MIT: Microbes used oxygen 500 million years before atmosphere had it
Summary
MIT researchers found evidence that some microbes evolved to use oxygen hundreds of millions of years before it became abundant in Earth's atmosphere, potentially delaying the Great Oxidation Event.
MIT finds evidence of oxygen use before Earth's great oxidation
Life may have started using oxygen hundreds of millions of years earlier than previously believed, according to new research from MIT. The study suggests some microbes evolved the ability to perform aerobic respiration long before oxygen became a stable part of Earth's atmosphere.
This discovery could help solve a long-standing mystery: why oxygen took so long to accumulate after the microbes that produce it first appeared.
The great oxidation delay
Oxygen permanently entered Earth's atmosphere about 2.3 billion years ago during the Great Oxidation Event (GOE). However, the first oxygen-producing cyanobacteria are estimated to have emerged around 2.9 billion years ago.
This left a gap of roughly 600 million years where oxygen was being produced but not building up. Researchers have long theorized that chemical reactions with rocks absorbed the early oxygen. The new MIT work provides evidence that living organisms were also consuming it.
"Our study adds to this very recently emerging story that life may have used oxygen much earlier than previously thought," says study co-author Fatima Husain, a postdoc at MIT.
Tracking a crucial enzyme
The MIT team focused on a specific enzyme essential for aerobic respiration: heme copper oxygen reductases.

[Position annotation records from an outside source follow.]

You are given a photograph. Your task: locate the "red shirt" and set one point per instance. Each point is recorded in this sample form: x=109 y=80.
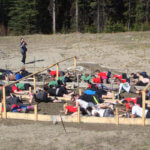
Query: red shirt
x=96 y=80
x=117 y=76
x=71 y=108
x=53 y=73
x=129 y=100
x=14 y=88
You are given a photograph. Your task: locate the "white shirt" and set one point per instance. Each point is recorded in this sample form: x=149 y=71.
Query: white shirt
x=125 y=86
x=137 y=110
x=99 y=111
x=85 y=104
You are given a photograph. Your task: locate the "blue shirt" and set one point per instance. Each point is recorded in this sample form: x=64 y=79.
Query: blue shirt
x=18 y=76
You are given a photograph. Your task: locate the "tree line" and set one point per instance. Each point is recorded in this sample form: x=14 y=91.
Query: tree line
x=64 y=16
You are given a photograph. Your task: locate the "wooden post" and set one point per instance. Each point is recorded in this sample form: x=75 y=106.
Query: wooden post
x=117 y=117
x=78 y=115
x=57 y=71
x=0 y=110
x=143 y=112
x=75 y=62
x=4 y=102
x=113 y=95
x=30 y=90
x=80 y=92
x=35 y=113
x=34 y=80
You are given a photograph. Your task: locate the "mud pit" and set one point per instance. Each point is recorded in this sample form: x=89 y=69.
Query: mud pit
x=19 y=134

This enzyme, found in most oxygen-breathing life today, converts oxygen into water.
To determine when it first evolved, the researchers traced its genetic sequence through an evolutionary tree of life. They used fossil evidence to anchor their timeline and estimate when different branches emerged.
The analysis pointed to the enzyme's origins in the Mesoarchean era, between 3.2 and 2.8 billion years ago. This predates the Great Oxidation Event by several hundred million years.
An early oxygen cycle
The findings suggest a primitive oxygen cycle existed long before the GOE. Cyanobacteria in the water produced oxygen as a byproduct of photosynthesis. Nearby microbes, having evolved the oxygen-using enzyme, could then rapidly consume it.
This biological consumption, combined with chemical reactions, likely prevented oxygen from accumulating in the atmosphere for an immense stretch of time. "It shows us how incredibly innovative life is at all periods in Earth's history," Husain says.
The research builds on years of MIT work to reconstruct Earth's oxygenation history. Key pieces of the timeline now include:
- ~2.9 billion years ago: Cyanobacteria evolve oxygen-producing photosynthesis.
- Mesoarchean Era (3.2-2.8 billion years ago): Other microbes evolve the enzyme for aerobic respiration.
- ~2.33 billion years ago: The Great Oxidation Event begins, with oxygen permanently entering the atmosphere.
Filling in the puzzle
The study, published in Palaeogeography, Palaeoclimatology, Palaeoecology, was led by Husain and Gregory Fournier, an associate professor of geobiology at MIT. Other co-authors are from the University of Oregon.
"Considered all together, MIT research has filled in the gaps in our knowledge of how Earth's oxygenation proceeded," Husain says. The work suggests life was not just a passive recipient of an oxygenated world but an active participant in shaping it.
The research was supported in part by the Research Corporation for Science Advancement Scialog program.